WFNU-LP
- Saint Paul, Minnesota; United States;
- Broadcast area: Frogtown, Saint Paul, Minnesota
- Frequency: 94.1 MHz
- Branding: "Frogtown Community Radio"

Programming
- Format: Variety

Ownership
- Owner: Frogtown Tuned-In
- Sister stations: KRSM-LP, WEQY-LP

History
- First air date: August 3, 2016

Technical information
- Licensing authority: FCC
- Facility ID: 195511
- Class: L1
- Power: 100 Watts
- HAAT: 29.1 m (95 ft)
- Transmitter coordinates: 44°57′22.0″N 93°07′33.0″W﻿ / ﻿44.956111°N 93.125833°W

Links
- Public license information: LMS
- Webcast: http://listen.optimizedmedia.net/wfnu128
- Website: Official website

= WFNU-LP =

WFNU-LP is a community low-power broadcast radio station licensed to Saint Paul, Minnesota, serving Frogtown and much of Saint Paul on 94.1 MHz.
The station has a hyper-local focus on the Frogtown community and surrounding neighborhoods. Programming is varied, with multiple genres of music to local talk with community members. WFNU-LP broadcasts from an antenna on top of the Frogtown Square building on the corner of University Avenue and Dale Street in Frogtown.

Although the station is considered hyper-local due to its small coverage area, it has joined the larger local stations in fundraising for causes over the years.
The station's programming is varied, with a mix of local music, talk, and even programs hosted by children.
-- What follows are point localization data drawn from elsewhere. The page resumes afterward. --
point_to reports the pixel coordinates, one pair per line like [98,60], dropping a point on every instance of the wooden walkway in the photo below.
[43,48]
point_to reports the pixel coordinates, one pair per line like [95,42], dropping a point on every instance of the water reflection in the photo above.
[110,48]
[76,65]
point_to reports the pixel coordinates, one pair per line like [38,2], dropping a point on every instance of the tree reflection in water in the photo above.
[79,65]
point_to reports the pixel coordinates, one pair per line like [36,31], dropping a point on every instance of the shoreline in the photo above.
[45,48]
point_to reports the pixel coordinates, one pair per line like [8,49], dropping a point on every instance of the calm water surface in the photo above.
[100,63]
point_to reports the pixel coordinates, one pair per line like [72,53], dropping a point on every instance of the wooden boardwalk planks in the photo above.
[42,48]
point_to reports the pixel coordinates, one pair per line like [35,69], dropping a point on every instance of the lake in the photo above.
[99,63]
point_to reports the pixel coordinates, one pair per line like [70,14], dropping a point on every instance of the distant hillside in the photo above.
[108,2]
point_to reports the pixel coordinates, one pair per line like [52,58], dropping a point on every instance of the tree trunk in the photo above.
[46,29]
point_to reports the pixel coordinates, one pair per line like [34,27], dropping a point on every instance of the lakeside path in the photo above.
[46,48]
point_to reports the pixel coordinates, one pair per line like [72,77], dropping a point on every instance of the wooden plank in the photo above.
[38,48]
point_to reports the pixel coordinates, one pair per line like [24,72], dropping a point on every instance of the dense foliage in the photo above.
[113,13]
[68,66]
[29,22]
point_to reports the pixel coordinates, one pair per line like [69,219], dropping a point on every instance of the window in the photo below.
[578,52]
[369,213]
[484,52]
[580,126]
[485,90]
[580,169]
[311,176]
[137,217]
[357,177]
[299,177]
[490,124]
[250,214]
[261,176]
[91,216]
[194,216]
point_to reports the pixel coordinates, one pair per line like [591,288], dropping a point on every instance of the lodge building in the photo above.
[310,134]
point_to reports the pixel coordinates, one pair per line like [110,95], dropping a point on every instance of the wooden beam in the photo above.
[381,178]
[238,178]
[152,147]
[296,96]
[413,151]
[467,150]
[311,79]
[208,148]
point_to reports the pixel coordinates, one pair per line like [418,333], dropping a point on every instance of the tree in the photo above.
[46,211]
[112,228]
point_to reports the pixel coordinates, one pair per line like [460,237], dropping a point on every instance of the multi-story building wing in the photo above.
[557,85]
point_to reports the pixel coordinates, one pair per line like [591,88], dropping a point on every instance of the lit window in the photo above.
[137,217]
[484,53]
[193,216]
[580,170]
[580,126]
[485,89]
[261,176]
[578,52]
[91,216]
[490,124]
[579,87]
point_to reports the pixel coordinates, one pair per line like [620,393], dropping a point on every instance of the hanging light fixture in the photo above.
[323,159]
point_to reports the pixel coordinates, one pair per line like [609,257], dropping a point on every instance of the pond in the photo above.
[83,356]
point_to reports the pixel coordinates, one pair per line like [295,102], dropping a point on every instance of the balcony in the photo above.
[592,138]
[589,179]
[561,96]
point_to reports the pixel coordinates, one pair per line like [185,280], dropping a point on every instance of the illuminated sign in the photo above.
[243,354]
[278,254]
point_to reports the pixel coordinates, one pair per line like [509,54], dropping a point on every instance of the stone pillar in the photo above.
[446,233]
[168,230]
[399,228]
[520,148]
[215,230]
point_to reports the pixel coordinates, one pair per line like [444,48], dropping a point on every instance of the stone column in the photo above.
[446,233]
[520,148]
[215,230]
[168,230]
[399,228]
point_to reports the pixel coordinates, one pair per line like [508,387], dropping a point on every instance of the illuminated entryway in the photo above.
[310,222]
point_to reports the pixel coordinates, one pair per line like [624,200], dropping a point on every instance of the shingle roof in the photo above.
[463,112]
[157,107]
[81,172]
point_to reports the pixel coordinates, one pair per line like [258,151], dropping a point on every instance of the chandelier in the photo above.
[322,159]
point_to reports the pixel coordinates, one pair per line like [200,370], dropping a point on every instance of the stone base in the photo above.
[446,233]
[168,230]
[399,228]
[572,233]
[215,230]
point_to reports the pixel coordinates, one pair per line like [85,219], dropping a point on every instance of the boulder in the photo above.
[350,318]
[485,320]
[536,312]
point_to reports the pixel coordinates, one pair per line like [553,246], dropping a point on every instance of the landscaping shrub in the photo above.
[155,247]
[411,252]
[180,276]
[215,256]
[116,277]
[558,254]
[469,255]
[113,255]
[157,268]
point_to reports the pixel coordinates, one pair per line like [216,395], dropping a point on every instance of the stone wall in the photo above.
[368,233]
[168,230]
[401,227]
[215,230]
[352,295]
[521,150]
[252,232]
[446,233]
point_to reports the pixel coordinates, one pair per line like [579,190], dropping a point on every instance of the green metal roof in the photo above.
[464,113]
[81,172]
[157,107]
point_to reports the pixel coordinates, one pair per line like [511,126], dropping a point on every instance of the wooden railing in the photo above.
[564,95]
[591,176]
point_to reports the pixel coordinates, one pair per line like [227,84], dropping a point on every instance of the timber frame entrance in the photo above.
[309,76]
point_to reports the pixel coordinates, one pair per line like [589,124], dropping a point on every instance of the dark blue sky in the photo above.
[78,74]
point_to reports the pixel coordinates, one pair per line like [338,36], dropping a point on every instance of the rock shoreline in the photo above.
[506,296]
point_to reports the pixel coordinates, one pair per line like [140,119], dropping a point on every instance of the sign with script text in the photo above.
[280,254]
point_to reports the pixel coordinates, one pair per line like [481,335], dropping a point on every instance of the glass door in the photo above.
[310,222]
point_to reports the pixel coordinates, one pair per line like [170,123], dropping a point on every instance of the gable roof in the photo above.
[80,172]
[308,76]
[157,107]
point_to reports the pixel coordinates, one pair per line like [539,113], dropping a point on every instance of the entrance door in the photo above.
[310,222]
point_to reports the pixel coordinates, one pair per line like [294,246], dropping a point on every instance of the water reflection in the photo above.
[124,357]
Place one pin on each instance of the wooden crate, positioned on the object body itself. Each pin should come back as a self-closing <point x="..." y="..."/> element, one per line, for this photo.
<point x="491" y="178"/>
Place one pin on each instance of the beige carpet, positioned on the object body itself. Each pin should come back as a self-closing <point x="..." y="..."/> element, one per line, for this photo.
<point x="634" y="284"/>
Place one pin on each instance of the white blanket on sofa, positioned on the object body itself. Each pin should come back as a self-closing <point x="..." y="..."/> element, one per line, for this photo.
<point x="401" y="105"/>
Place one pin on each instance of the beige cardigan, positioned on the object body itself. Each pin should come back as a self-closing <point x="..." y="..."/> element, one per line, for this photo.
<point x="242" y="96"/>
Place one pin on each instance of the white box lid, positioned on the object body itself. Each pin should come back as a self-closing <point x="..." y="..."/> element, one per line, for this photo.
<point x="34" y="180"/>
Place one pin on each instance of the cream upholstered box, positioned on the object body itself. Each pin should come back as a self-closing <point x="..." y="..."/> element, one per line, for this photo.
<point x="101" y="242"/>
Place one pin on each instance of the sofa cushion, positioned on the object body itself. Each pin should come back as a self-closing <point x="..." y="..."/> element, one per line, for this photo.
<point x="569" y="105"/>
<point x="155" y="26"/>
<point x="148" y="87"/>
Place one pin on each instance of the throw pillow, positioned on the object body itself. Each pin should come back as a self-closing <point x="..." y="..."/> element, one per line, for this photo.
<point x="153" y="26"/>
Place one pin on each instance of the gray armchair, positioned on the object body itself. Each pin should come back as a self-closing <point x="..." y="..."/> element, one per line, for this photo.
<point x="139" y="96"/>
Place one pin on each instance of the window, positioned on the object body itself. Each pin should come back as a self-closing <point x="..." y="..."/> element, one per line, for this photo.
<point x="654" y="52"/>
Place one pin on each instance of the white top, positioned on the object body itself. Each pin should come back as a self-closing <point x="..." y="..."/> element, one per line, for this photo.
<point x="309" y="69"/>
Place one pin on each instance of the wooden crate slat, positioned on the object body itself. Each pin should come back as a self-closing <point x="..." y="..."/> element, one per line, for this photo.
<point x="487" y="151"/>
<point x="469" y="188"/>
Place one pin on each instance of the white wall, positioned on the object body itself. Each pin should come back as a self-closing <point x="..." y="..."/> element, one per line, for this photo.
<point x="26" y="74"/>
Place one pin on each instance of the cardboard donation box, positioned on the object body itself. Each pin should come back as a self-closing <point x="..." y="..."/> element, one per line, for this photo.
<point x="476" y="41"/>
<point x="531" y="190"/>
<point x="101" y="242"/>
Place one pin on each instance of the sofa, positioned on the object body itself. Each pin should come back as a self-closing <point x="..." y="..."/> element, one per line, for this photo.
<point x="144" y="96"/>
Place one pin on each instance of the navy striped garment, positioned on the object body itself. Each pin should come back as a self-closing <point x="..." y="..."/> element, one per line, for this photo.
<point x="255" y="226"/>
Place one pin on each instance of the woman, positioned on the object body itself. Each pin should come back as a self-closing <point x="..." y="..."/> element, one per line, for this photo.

Local celebrities have also donated time to the station to help its hosts.

==History==
WFNU-LP is the second LPFM radio station in St. Paul (the first being WEQY-LP). The station launched on August 3, 2016 after the organization had been streaming programming online for over a year.
The station received help from the Prometheus Radio Project based out of Philadelphia.